We were sent to a village called as Dingawari Khud. It is around 10 km from the Kotda block of Udaipur district in Rajasthan, where people of Garasia are living from over a thousand years. Garasia is a fallen Rajput tribe inhabiting in the Aravali foothills of southern Rajasthan. The village was extremely beautiful with its green hills and varied flora and fauna, but the people were behind from many of the parameters of development. They are poor and deprived of basic amenities like a proper house, electricity, education, health and safe drinking water. As soon as we found the accommodation, my ears started craving for the stories to be heard. We went out in different directions. It was hard to initiate a conversation with the villagers and especially women. Therefore, the children were the easiest of all to talk to and lead us to initiating discussion with the parents.

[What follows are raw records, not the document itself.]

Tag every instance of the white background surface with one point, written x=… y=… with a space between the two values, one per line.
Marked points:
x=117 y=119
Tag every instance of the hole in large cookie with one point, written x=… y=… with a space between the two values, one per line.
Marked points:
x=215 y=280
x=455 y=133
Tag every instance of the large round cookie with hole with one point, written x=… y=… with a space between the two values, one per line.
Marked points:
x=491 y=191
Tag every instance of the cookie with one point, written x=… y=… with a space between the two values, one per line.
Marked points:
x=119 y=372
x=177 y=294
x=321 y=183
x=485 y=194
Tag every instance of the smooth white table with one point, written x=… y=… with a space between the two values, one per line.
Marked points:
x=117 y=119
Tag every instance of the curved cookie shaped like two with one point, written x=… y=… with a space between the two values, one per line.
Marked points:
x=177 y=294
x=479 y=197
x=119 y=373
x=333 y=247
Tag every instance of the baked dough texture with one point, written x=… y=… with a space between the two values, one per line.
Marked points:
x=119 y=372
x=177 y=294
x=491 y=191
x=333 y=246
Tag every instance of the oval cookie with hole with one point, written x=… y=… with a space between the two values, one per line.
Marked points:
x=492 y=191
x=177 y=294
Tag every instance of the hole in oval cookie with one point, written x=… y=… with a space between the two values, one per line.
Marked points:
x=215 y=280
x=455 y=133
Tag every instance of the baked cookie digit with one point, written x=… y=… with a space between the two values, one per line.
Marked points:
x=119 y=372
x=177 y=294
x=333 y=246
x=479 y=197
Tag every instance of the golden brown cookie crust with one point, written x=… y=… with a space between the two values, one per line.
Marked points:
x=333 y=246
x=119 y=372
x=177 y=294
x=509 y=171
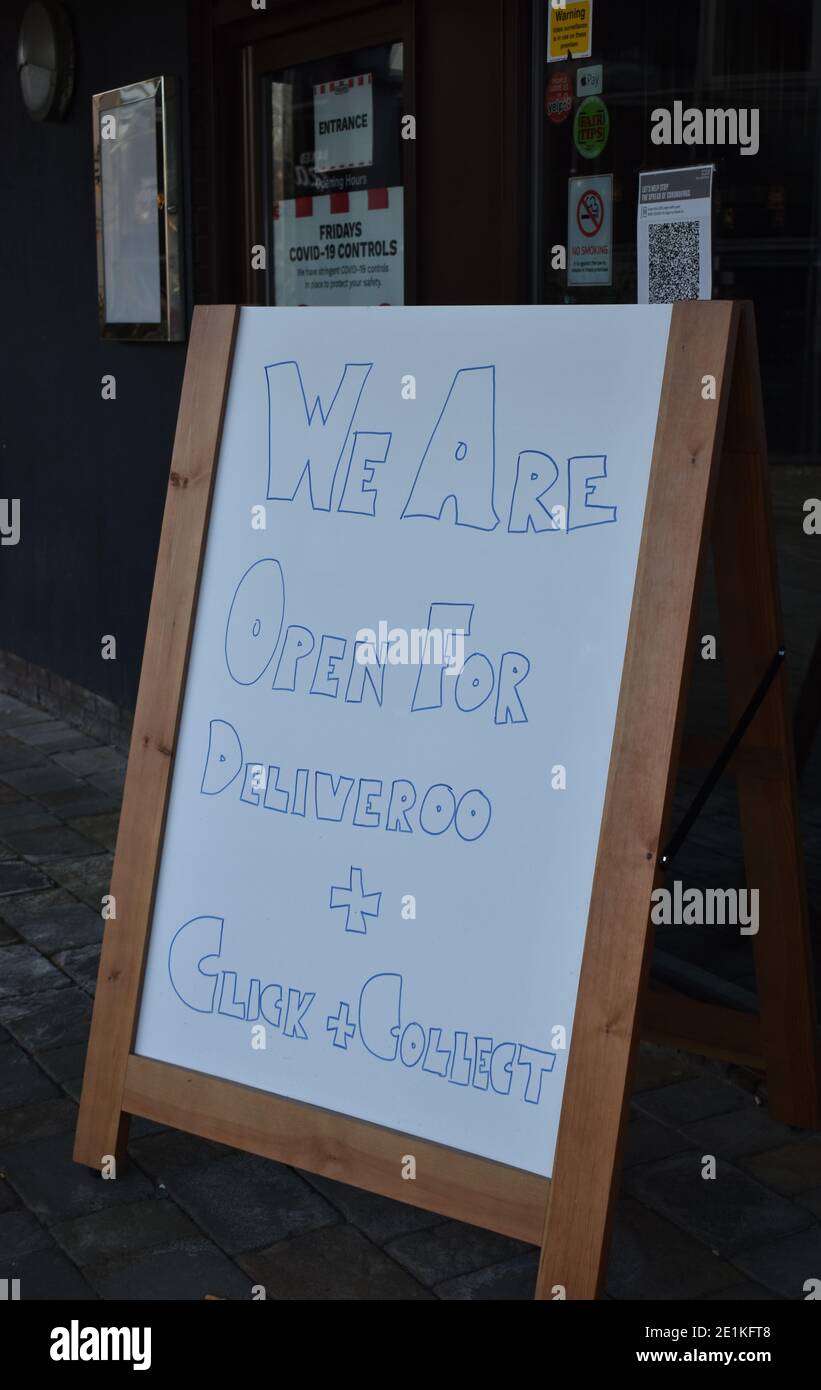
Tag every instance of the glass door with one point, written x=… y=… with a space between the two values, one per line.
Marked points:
x=329 y=189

I saw a bunch of kids playing outside with a “Gaddi”, a toy made up of a bamboo stick and rubber wheels cut from an old slipper. I started talking to one who was cheerful among all as I was looking for someone who could answer me. In a minute or two, four other kids joined him. I showed them my umbrella and the way to open it. Soon after I started chatting with them, their mother came out to see them. She started laughing at the way I engaged kids in their own curiosity and welcomed me inside. Without much ado, I directly went inside as this was the chance I was looking for. I met five other people and heard several stories.
While I got into a discussion about the wheat and corn, which they grew in their farms, one of those kids, came and started unbuttoning the pocket of my cargo, other started playing with the umbrella to understand the mechanism to open it. I found it very cute to see them doing this out of their curiosity. My heart wanted to capture the seriousness on their face towards learning new things. I picked out my phone from my pocket, but before I could open my camera, all of other three kids rushed to my back to peep over to see how this gadget works? One may find these activities so childish, but I saw something else, I saw the curiosity in their eyes, I saw their openness to learning, their motivation to experience something new, their flood of passion for learning how things work.

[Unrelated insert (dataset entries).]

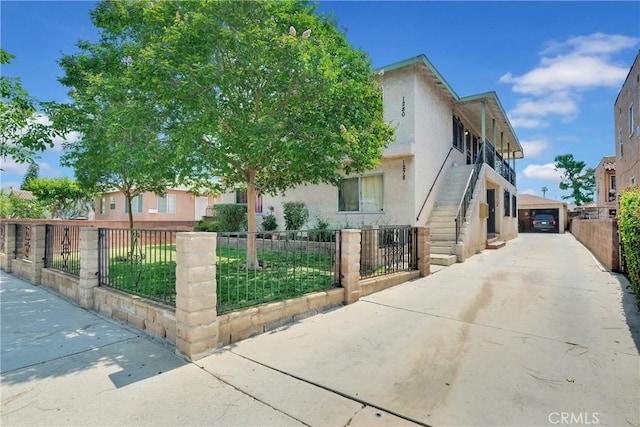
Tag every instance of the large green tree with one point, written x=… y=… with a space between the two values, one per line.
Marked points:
x=262 y=96
x=577 y=178
x=122 y=146
x=23 y=132
x=62 y=196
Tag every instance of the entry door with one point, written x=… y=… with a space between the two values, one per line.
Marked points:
x=491 y=201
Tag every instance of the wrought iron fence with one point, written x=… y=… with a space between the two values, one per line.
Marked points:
x=388 y=250
x=3 y=235
x=287 y=264
x=23 y=241
x=62 y=248
x=139 y=262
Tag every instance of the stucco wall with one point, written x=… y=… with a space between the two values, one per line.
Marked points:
x=185 y=207
x=600 y=236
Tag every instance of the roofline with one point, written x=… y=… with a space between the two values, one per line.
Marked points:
x=421 y=59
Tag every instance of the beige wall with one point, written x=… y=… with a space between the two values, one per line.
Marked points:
x=600 y=236
x=628 y=162
x=185 y=207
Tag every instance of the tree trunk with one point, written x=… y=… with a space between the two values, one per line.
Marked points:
x=252 y=256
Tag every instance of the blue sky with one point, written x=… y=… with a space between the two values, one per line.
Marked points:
x=557 y=66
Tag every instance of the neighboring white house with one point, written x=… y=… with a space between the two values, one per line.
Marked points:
x=423 y=174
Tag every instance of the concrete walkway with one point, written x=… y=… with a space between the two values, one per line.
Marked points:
x=532 y=334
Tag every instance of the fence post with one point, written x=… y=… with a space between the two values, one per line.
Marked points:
x=36 y=256
x=424 y=251
x=9 y=246
x=196 y=314
x=350 y=265
x=88 y=266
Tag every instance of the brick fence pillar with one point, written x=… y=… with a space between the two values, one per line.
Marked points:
x=36 y=252
x=196 y=314
x=9 y=246
x=424 y=251
x=88 y=266
x=350 y=265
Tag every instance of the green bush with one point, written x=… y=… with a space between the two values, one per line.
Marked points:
x=321 y=232
x=629 y=226
x=231 y=216
x=209 y=226
x=296 y=215
x=269 y=222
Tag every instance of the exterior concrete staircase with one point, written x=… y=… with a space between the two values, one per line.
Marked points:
x=442 y=223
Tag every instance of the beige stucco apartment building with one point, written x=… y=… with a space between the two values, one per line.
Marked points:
x=423 y=174
x=627 y=128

Ironically, as we grow older we lose such curiosity and become less curious towards anything that comes across. The gap between innocence and experience widens. The imagination starts coarsening. We become ignorant, towards learning new experiences and hence socially passive. Perhaps, the urge to live with the liberty and freedom, without interfering or getting disturbed in the way you live your life makes you the socially Insouciant. But it cannot be the only reason. Sometimes lack of interest, the feeling that it has no meaning now but actually it has and you know it. When the will to live life fully starts to disappear somewhere that’s when you lose your curiosity.
So, come out of mundane and look around yourself, be a little childish, be a little curious. See what all this world has for you! Make yourself feel alive and kicking!
Talking about “disturbing the village life …”, now that you are in a role where you regularly interact with rural communities and in a way, take outside elements into their lives in the form of urban guests – what is your mindset and understanding of “disturbing”?